Magier sein ist nicht schwer, Magier bleiben dagegen sehr. Davon weiß auch der 19-jährige Stark aus L.A. ein Lied zu singen – der, dank eines missleidigen Konkurrenten zur Hölle fuhr und dort in der Arena Karriere machte – long Story. Nach elf langen, harten und schmerzhaften Jahren in der Hölle gelingt Stark nun die Flucht. Eines hat ihn die Jahre über aufrecht gehalten – der Wunsch nach Rache.
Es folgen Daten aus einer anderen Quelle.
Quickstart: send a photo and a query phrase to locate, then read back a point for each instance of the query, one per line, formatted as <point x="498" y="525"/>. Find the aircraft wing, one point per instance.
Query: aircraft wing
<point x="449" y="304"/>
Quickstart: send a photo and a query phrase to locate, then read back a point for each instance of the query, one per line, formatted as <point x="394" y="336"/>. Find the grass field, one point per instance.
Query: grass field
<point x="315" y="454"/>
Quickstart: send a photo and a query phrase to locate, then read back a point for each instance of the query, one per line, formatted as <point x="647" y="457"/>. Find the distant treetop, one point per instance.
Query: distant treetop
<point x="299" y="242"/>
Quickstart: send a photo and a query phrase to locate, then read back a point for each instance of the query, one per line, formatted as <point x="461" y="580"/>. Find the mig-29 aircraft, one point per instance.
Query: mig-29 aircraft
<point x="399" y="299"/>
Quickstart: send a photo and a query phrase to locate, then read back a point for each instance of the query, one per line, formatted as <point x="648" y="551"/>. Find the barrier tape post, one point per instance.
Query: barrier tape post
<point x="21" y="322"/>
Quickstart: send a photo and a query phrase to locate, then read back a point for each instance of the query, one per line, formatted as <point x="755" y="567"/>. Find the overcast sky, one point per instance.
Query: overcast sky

Also hübsch alles zurück auf Los und dann aber gib ihm. Nur, dass es natürlich so einfach weder ist, noch je sein wird. Denn merke, nicht nur, dass sein alter Widersacher und Mörder inzwischen zu einem der ganz großen Tiere, also zum mächtigen Magier in Los Angeles avanciert ist, dieser beabsichtigt auch, sich zum Herrscher über Himmel und Hölle aufzuschwingen. Im Weg steht ihm dabei naturgemäß unser Stark, der mit seinem vorlauten Mundwerk und seiner Sturheit jeden Rekord in Sachen ins Fettnäpfchen treten locker schlägt.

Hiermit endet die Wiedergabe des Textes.